The advantage of exercising every day is so when you die, they'll say,

'Well, he looks good doesn't he.'

From the Penguin Centre is was just a short drive to the western end of the Island to “The Nobbies” from where, if you’re lucky, you can see Australian Fur Seals on Seal Rocks.

Seal rocks

Australian fur seals were over-harvested during the 1800s and have taken a long time to recover. During most of the 1900s less than 10,000 pups were born annually but numbers started to increase during the 1980s and 1990s. A species-wide estimate of live pups in 2002 recorded a near-doubling of annual pup production since the 1980s.


Live pup numbers increased again in 2007 when it was estimated the total number of seals was in the vicinity of 120,000. Seals live on a diet of various species of fish and also squid which they forage for in Bass Strait.


We didn’t see a one!!

Seal Rocks 2


There is a kiosk on the point but we thought it a bit tired.

If you are going to try cross-country skiing, start with a small country.

Continuing with our clockwise circuit brought us to Cowes which is the main settlement on Phillip Island and which sits on the northern side of the Island. It has a population of 4,850 people, big enough to support both a Woolies and Coles stores as well as an IGA. It has a lovely main street which drops down to the water.


From Cowes it was time to head back to Melbourne but not before checking out the Koala Reserve. The Reserve has a boardwalk which provides exceptional koala viewing inside a secure fenced off area which protects the koalas from dingoes, wild dogs etc. Koala


If you’ve ever been koala looking you’ll know that, apart from dropping on the occasional unsuspecting tourist, they don’t do a lot. They just curl up in a tree and ignore the world.


Still, it’s a bit of a thrill to see them, if you live in a city apart from going to a zoo, you’re never likely to see one but here you can see them ‘in the wild’.


Unlike a zoo, the Koala Reserve is really unique as visitors get the chance to see them in their natural habitat, living as they would in the wild. The Reserve has been essential in saving Phillip Island’s koala population in its natural bush environment.

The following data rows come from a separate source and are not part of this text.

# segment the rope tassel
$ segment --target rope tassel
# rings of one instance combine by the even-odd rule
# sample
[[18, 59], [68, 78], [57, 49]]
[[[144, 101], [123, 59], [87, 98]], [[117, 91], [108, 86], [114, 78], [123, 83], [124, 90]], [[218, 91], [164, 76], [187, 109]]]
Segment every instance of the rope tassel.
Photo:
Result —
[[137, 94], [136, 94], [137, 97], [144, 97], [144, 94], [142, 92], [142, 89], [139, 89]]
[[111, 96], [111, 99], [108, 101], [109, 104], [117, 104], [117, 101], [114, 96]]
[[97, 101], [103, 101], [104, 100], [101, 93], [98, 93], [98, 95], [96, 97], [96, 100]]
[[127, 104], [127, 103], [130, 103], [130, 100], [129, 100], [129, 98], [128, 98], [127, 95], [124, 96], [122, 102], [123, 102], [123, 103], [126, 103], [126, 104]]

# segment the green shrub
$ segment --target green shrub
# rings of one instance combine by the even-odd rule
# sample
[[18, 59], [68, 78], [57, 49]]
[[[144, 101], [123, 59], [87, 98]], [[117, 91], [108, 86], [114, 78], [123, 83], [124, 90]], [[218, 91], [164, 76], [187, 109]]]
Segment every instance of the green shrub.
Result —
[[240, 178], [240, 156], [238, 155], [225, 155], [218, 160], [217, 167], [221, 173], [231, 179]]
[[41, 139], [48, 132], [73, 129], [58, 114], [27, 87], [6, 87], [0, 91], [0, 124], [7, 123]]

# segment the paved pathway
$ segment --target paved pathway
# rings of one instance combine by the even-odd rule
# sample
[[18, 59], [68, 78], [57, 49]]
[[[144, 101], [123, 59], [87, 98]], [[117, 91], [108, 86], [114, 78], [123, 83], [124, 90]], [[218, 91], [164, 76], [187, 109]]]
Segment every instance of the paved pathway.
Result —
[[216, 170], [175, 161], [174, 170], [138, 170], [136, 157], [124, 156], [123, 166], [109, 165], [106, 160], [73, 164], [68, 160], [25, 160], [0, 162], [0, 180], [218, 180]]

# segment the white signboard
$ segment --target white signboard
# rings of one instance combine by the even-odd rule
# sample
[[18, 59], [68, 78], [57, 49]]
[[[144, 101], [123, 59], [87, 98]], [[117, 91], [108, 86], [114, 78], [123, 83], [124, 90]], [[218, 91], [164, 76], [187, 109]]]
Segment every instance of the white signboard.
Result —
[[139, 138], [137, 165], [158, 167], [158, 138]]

Another spectacular area is the woodland walk. You wander through natural bush, amongst hundreds of different species of Australian wildlife, including wallabies, possums, echidnas and snakes.

The Koala Reserve also features a visitor interpretation centre with gift shop and educational displays, which visitors will find extremely fascinating and informative. The Koala Reserve is part of the Phillip Island Nature Parks. 


From there is was time to cross the bridge back onto the mainland and the return trip back to Melbourne. When in Melbourne, set aside a day and do the tour of Phillip Island, it’s well worth it.